Этот рассудительный, сильный духом и телом юноша никогда раньше не любил, но Лала пробудила в его сердце нежное чувство, растопила его, как воск. Любовь к Лале околдовала его. Где же был теперь его ангел-утешитель? Под этим могильным холмом, который он обнимал, орошая своими слезами, — под этим холмом было погребено сердце юноши.

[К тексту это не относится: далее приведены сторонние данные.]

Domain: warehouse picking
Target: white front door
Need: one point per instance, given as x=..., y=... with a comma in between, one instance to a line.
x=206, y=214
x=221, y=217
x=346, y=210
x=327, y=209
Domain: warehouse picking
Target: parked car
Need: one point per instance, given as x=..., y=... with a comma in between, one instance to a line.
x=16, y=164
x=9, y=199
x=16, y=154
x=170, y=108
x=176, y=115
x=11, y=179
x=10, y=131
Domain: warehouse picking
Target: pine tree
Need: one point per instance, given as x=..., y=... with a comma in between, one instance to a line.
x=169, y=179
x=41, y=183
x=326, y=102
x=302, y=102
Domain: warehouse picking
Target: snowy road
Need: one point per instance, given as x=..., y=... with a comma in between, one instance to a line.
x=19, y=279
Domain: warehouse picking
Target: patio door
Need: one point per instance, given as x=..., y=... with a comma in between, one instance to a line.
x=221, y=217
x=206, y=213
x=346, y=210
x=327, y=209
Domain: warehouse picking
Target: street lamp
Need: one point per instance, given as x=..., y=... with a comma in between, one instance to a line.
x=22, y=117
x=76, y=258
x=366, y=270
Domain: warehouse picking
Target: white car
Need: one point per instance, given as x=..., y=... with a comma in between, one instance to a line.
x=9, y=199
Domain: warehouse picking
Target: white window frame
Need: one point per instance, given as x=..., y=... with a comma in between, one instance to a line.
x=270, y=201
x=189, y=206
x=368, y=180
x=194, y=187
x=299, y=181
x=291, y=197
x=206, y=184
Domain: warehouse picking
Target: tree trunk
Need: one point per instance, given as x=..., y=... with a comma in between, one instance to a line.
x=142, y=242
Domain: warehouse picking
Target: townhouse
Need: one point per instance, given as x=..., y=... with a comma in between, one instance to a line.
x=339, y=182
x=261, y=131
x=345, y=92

Долго лежал он на могиле, отдавшись безутешному горю, пока не впал в оцепенение; голова юноши склонилась на холм, глаза смежились. В его воспаленном мозгу проносились хаотические видения. Что только ему не чудилось! Иногда он содрогался от адских картин, а порой пленительные видения вызывали у него восторг. Ему чудилось, что пронеслись века и он видит воскресшую из праха, обновленную Армению. Что это за чудо? Неужели утраченный когда-то рай вновь вернулся на эту землю? Неужели вновь пришли золотые времена, когда зло и несправедливость не оскверняли эту благословенную богом землю? Нет, Вардану чудился не тот рай, который основал в Армении Иегова у истоков четырех рек, где прародители жили в первозданной чистоте. Это был не тот библейский рай, где человек не работал, не трудился, ничего не создавал и жил, питаясь плодами с обильного божьего стола, раскрытого перед ним чудесной природой. Это был другой рай — рай, созданный трудом человека. Здесь над наивностью торжествовал разум, а на смену беззаботной, бесхитростной патриархальной жизни пришла цивилизация. Казалось, теперь осуществились слова, сказанные творцом первому человеку: «Ты должен в поте лица добывать свой хлеб». Теперь человек не только трудился, но и облегчал свой труд, и ему не приходилось проливать пот. Он работал для своего блага, плоды его труда не присваивал тиран.
Вот Вардан видит деревню. Разве это не деревня О…? Ему тут все знакомо: горы, река, зеленые поля. Течение веков здесь ничего не разрушило, но придало всему иной облик. Не стало больше жалких землянок, напоминавших скорее берлоги, чем жилье человека. Повсюду стояли светлые каменные дома, утопавшие в зелени садов. По краям широких и прямых улиц, затененных вечнозелеными деревьями, бежали прозрачные, чистые ручейки.
Утро. На улицу высыпали гурьбой деревенские ребятишки — здоровые, веселые и опрятно одетые. Мальчики и девочки, с сумками на плечах, спешили в школу. Вардан смотрел на них с восхищением. Как хороши были эти славные дети, какие они были веселые: видно, школа и учителя не страшили их. Неужели это те болезненные, ходившие в отрепьях дети, которых Вардан когда-то видел здесь?
Вардан стоял посреди улицы и удивленно смотрел по сторонам, не зная, куда ему направиться. До него донесся мелодичный звон церковного колокола, призывавшего к утренней обедне. С того дня как он покинул монастырь, впервые голос божьего храма так сладко прозвучал для него. Его очерствевшее сердце дрогнуло, и он направился к храму, порог которого не переступал более десяти лет.
Войдя в церковь, он был поражен: ни алтаря, ни иконостасов, ни храмовой росписи, ни позолоченных окладов, ни серебряных крестов, ни дорогих одеяний. Все было просто, никакой роскоши, которая так характерна для армянской церкви. Не видно было ни дьяконов, ни дьячков, ни псаломщиков. На стенах он увидел два изображения: Иисуса Христа и Григория Просветителя в простых черных рамах.